The optimal POU-IV site determined here also binds Brn-3.0 with significantly higher affinity than
consensus recognition sites previously proposed for this POU subclass. The binding affinity of Brn-3.0
on its optimal site, on several variants of this site, and on several naturally occurring POU recognition
elements is highly correlated with the activation of reporter gene expression by Brn-3.0 in transfection
assays. The preferred DNA recognition site of Brn-3.0 resembles strongly the optimal sites of another
mammalian POU-IV class protein, Brn-3.2, and of the Caenorhabditis elegans Brn-3.0 homolog
Unc-86, demonstrating that the site-specific DNA recognition properties of these factors are highly
conserved between widely divergent species (Gruber, 1997).

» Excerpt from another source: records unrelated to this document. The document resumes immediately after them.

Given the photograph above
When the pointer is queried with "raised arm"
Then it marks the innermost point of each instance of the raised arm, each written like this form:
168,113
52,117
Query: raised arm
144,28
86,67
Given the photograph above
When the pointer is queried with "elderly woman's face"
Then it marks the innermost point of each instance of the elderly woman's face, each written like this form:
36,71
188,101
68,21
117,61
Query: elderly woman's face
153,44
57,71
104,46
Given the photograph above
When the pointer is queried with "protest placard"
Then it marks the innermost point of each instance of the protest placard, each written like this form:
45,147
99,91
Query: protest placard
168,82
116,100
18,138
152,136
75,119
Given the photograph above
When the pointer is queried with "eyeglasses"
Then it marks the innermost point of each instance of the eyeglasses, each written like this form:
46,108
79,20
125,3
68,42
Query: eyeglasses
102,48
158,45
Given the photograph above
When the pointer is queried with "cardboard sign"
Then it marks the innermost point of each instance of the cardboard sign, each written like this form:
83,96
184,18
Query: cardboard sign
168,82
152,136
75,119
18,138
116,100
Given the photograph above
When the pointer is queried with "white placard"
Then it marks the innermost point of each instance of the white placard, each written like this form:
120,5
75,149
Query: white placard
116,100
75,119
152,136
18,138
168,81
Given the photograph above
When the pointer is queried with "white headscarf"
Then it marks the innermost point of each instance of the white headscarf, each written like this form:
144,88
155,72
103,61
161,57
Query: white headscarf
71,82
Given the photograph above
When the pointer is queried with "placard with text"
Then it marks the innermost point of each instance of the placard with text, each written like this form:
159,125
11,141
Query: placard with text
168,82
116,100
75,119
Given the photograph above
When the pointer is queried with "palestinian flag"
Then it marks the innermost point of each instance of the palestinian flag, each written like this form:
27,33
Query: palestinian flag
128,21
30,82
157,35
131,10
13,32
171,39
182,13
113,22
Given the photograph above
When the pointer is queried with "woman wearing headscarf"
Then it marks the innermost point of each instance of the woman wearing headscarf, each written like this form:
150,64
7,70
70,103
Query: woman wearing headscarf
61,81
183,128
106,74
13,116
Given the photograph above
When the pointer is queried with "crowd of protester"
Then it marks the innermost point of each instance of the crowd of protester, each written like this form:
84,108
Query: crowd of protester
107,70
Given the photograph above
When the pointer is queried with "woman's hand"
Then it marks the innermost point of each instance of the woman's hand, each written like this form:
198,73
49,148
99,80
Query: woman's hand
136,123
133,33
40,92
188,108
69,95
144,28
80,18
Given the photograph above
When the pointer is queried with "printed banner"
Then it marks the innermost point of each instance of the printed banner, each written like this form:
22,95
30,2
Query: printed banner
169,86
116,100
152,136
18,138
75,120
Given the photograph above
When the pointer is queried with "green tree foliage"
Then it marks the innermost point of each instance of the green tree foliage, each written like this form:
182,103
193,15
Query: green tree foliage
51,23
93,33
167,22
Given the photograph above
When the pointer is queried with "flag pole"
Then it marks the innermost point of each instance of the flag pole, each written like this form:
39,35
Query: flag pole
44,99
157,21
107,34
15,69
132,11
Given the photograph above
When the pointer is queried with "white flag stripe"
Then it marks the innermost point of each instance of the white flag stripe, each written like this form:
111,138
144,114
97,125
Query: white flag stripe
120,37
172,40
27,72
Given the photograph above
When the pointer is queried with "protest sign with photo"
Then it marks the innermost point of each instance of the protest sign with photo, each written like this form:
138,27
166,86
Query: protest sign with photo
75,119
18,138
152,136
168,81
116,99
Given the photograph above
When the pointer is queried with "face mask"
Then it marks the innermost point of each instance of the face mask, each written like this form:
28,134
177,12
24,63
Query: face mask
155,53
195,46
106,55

The C. elegans hermaphrodite nervous system is composed of 302 neurons that fall into at least 118 diverse classes. cfi-1 contributes to the development of neuronal diversity. cfi-1 promotes appropriate differentiation of the URA sensory neurons and inhibits URA from expressing the male-specific CEM neuronal fate. The UNC-86 POU homeodomain protein is present in CEM and URA neurons, and can promote expression of CEM-specific genes in both CEM and URA, but CFI-1 inhibits expression of these genes in the URA cells. cfi-1 also promotes appropriate differentiation and glutamate receptor expression in the AVD and PVC interneurons. cfi-1 encodes a conserved neuron- and muscle-restricted DNA-binding protein containing an A/T rich interaction domain (ARID). In the eARID, CFI-1 is 70%, 73%, and 72% identical to the Drosophila Dead ringer protein, and the mammalian Dril1 (Bright) and Dril2 proteins, respectively. These proteins share other regions of similarity with CFI-1 as well, suggesting that they are orthologs. ARID proteins regulate early patterning and muscle fate in Drosophila, but they have not previously been implicated in the control of neuronal subtype identity (Shaham, 2002).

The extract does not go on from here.